Ms. FENG: I think the real problem is that it violates one of the core fundamental values and principles of the US justice system which is number one, that we presume that a person is innocent until proven guilty. And number two, that we judge person by his acts and not by who he is or what race or ethnicity he is.

DONVAN: What I noted and what Judge Parker said last week is that he believes that Mr--Dr. Lee faced a real risk of conviction if the case had gone ahead. That the case against him, it seems, he's saying, is pretty good, regardless of the racial profiling issue. What's your response to that?

Mr. AFTERGOOD: Well, I think--I think he was guilty of computer security violations. And if he had simply been fired from his job and had his clearance yanked no one would really have had grounds to complain. What everyone is upset about is that the government's response was so vastly disproportionate to the offenses that were committed. That's a threat to everyone's rights.

DONVAN: Ms. Feng, your response to that.

Ms. FENG: I agree wholeheartedly. What troubles us most that--is that several investigations of other individuals have gone down and similar kinds of charges have been brought against people, but in the administrative arena. So, the--the type of discipline that has been meted out has been a suspension of priv--of security privileges or a firing from their position. But certainly not a bringing of criminal charges, some 59 counts for which Dr. Lee would have been in prison for the rest of his life.

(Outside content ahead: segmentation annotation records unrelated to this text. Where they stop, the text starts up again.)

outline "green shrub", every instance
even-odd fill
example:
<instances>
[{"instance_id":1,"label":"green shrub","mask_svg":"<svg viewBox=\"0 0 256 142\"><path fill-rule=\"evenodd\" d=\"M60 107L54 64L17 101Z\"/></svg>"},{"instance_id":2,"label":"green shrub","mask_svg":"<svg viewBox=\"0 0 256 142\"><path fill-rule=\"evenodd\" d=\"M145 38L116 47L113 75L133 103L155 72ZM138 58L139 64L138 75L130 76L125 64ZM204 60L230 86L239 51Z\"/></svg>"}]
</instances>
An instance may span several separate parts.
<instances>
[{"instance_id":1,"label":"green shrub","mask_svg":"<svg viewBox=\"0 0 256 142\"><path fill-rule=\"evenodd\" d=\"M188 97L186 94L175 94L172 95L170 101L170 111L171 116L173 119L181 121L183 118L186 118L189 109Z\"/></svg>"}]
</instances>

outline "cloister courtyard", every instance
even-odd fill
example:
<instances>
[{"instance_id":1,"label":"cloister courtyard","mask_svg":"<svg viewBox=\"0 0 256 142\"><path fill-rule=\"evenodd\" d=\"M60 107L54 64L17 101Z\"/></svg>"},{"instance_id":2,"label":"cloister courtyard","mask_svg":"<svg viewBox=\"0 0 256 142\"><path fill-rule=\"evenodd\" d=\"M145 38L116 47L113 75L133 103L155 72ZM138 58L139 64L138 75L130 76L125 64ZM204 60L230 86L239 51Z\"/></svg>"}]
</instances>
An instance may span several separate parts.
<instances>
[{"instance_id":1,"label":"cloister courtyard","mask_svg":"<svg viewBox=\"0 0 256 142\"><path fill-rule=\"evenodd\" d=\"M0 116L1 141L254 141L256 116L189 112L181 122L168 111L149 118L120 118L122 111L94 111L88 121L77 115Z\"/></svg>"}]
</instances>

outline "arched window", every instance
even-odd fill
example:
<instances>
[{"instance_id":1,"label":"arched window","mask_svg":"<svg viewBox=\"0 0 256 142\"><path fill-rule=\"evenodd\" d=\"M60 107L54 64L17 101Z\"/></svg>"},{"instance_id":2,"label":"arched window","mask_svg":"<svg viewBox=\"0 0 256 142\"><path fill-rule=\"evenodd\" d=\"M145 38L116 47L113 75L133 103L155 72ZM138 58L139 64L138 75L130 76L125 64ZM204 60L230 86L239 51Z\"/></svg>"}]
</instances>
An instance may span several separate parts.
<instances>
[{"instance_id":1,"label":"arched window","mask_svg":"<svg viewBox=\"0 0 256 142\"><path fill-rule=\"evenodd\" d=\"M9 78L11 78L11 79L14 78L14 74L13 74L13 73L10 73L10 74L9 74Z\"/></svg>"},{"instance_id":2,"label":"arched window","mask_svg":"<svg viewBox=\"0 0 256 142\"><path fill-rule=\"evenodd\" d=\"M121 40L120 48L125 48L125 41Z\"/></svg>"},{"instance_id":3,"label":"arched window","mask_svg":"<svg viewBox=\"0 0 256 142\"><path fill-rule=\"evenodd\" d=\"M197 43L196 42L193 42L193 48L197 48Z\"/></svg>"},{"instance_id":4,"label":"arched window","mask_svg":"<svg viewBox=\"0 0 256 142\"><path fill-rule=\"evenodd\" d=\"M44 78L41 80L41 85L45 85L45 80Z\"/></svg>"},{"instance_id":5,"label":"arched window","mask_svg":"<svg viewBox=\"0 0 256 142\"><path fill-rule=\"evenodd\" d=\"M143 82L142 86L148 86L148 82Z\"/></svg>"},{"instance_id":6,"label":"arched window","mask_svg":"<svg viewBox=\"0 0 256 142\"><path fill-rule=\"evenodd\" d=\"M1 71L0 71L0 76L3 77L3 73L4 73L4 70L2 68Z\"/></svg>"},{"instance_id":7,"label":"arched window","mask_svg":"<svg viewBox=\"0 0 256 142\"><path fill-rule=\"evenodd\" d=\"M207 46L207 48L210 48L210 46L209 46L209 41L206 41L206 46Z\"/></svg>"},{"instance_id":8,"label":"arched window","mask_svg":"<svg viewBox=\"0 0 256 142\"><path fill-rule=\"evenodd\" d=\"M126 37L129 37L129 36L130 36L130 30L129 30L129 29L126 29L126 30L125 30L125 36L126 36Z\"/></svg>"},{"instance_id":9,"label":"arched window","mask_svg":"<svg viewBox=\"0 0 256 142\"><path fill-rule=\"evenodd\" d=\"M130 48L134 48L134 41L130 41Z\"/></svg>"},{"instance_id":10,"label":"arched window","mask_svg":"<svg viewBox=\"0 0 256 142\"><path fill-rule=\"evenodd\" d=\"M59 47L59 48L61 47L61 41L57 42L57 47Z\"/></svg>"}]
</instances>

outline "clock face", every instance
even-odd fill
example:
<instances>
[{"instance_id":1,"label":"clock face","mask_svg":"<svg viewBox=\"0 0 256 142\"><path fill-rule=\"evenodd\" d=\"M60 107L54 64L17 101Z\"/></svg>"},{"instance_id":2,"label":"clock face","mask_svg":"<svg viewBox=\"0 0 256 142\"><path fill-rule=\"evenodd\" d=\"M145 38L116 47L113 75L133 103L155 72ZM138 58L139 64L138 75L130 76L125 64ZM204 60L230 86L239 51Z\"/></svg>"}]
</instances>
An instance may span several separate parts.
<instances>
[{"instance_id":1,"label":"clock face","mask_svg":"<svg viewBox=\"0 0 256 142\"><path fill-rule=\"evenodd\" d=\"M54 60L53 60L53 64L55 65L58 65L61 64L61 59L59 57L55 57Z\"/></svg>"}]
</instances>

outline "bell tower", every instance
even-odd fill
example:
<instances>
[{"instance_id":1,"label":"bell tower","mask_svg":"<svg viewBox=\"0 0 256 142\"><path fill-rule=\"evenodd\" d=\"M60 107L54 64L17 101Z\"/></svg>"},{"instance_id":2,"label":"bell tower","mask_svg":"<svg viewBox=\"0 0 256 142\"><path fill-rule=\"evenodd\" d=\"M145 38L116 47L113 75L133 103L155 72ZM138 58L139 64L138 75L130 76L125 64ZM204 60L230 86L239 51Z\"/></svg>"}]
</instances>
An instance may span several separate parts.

DONVAN: And each of you, very quickly, assess the damage. You first, Ms. Feng.

Ms. FENG: The damage, unfortunately, I think, is on a large scale to American society. Number one, if what we were really after was somebody who supposedly had leaked nuclear secrets to China, we haven't found that person and we perhaps have lost the chance to get the truth-- to get at the heart of the truth because the Web was cast so small in the beginning and we narrowed in on a single suspect based on his ethnicity.

DONVAN: And you, Mr. Af...

Ms. FENG: But, number two...

DONVAN: Well, I've got to interrupt you and go to Mr. Aftergood.

Mr. AFTERGOOD: I would say that the main damage is that the credibility of the government on national security and espionage has been shredded and lasting damage has been done to the national laboratories.

DONVAN: Mr. Aftergood, Ms. Feng, thank you both very much. And I'll be back in just a moment.

(Commercial break)

DONVAN: Tomorrow morning on "Good Morning America," a special look at the exhausted American worker. That's our report for tonight. I'm John Donvan in Washington. For all of us here at ABC News, good night.